Lorenzo Jovanotti Cherubini - Le Tasche Piene Di Sassi



Voglio dedicare questa canzone al giudice Paolo Borsellino. Dal cuore scaturiscono i sentimenti piu' veri e la passione e la saggezza per riconoscere giusto da sbagliato e il coraggio di agire di conseguenza. Buona giornata a chi consapevolmente o per errore capita da queste parti.

lunedì 2 maggio 2011

Sembra scritto oggi!


Vi chiedo di leggere questa nota ma non solo di leggerla. Vi chiedo di farla vostra, di farla entrare nei vostri cuori e di farla divenire ardente desiderio di vera Giustizia, di vera Democrazia, di vera Liberta', di vera Uguaglianza. Un'Italia migliore e' possibile perche' le persone per bene sono la maggiorranza, e' solo che non lo sanno. Noi non siamo costretti a vivere in un paese governato da politici che trattano con le mafie togliendo ogni singolo diritto a noi ed ai nostri figli. Non siamo costretti a subire promesse elettorali vuote volte solamente alla conquista di poltrone del potere riempite da mutanti che cambiano partiti politici, ideologie e morale per servire i loro sporchi interessi personali. Il degrado ci circonda. Il degrado in questo Paese e' ovunque. E' nelle scuole, e' negli ospedali, e' sul posto di lavoro, e' l'immondizia che sommerge le nostre antiche e bellissime citta', e' il cemento, e' il mare inquinato. Il degrado e' la tristezza che scorgiamo l'uno sul volto dell'altro perche' noi, noi italiani non viviamo, noi sopravviviamo a malapena. E' ora di riscattare il diritto di vivere una vita piena dove il contributo produttivo del singolo cittadino e' la ricchezza del nostro Paese, dove il mio ed il tuo lavoro, dove la mia e la tua felicita', dove la mia e la tua salute fisica e mentale segnano il progresso della nazione ed il benessere collettivo per distruggere definitivamente i mafiosi che governano l'Italia. Per vedere la realta' basta fare lo sforzo di guardarsi intorno, basta iniziare a porsi delle domande e cercare le risposte. Basta voler cambiare, insieme, uniti.
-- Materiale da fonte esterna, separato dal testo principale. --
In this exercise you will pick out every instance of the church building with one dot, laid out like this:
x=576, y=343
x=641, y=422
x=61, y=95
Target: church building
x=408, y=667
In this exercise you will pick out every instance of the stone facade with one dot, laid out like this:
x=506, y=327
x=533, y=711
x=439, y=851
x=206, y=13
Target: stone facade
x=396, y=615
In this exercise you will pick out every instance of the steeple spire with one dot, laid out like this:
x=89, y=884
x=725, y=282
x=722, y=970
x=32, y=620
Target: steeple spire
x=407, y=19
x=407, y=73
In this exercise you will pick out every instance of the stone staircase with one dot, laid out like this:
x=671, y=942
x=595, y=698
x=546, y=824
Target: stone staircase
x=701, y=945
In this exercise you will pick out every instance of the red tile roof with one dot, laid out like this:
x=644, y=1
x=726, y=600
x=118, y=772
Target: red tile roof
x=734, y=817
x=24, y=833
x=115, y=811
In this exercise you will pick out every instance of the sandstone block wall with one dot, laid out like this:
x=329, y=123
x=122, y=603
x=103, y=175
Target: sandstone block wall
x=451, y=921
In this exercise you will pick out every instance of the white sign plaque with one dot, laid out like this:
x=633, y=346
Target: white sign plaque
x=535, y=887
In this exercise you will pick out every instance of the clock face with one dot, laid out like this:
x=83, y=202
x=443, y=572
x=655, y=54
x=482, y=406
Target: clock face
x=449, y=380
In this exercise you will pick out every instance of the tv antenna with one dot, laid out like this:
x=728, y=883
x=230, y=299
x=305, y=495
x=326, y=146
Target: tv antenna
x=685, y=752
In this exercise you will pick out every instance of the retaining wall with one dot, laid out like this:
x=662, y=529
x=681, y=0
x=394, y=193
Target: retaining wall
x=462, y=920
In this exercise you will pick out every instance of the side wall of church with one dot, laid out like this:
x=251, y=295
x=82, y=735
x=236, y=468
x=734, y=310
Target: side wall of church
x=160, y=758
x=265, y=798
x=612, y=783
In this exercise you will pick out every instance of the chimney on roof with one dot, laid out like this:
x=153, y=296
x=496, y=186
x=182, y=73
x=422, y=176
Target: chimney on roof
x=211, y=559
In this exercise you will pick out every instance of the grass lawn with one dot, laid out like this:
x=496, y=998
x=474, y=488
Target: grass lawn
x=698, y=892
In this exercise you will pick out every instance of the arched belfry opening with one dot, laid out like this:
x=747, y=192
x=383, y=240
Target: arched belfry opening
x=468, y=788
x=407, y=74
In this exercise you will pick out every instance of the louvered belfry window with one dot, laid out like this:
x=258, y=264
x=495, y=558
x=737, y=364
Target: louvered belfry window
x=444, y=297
Che cosa è necessario sapere, o meglio, che cosa i cittadini italiani vogliono sapere, affinché i prossimi dieci anni della loro vita non siano loro sottratti (come è stato per gli ultimi dieci)?
Ripeterò ancora una volta la litania magari a costo di fare, a dispetto della virtù, del mero esercizio accademico.
I cittadini italiani vogliono consapevolmente sapere perché in questi dieci anni di cosiddetto benessere si è speso in tutto fuorché nei servizi pubblici di prima necessità: ospedali, scuole, asili, ospizi, verde pubblico, beni naturali cioè culturali.
I cittadini italiani vogliono consapevolmente sapere perché in questi dieci anni di cosiddetta tolleranza si è fatta ancora più profonda la divisione tra Italia Settentrionale e Italia Meridionale, rendendo sempre più, i meridionali, cittadini di seconda qualità.
I cittadini italiani vogliono consapevolmente sapere perché in questi dieci anni di cosiddetta civiltà tecnologica si siano compiuti così selvaggi disastri edilizi, urbanistici, paesaggistici, ecologici, abbandonando, sempre selvaggiamente, a se stessa la campagna.
I cittadini italiani vogliono consapevolmente sapere perché in questi dieci anni di cosiddetto progresso la «massa», dal punto di vista umano, si sia così depauperata e degradata.
I cittadini italiani vogliono consapevolmente sapere perché in questi dieci anni di cosiddetto laicismo l’unico discorso laico sia stato quello, laido, della televisione (che si è unita alla scuola in una forse irriducibile opera di diseducazione della gente).
I cittadini italiani vogliono consapevolmente sapere perché in questi dieci anni di cosiddetta democratizzazione (è quasi comico il dirlo: se mai «cultura» è stata più accentatrice che la «cultura» di questi dieci anni) i decentramenti siano serviti unicamente come cinica copertura alle manovre di un vecchio sottogoverno clerico-fascista divenuto meramente mafioso.
Ho detto e ripetuto la parola «perché»: gli italiani non vogliono infatti consapevolmente sapere che questi fenomeni oggettivamente esistono, e quali siano gli eventuali rimedi: ma vogliono sapere, appunto, e prima di tutto, perché esistono.
Pier Paolo Pasolini, Lettere Luterane, Perché il Processo. 1975.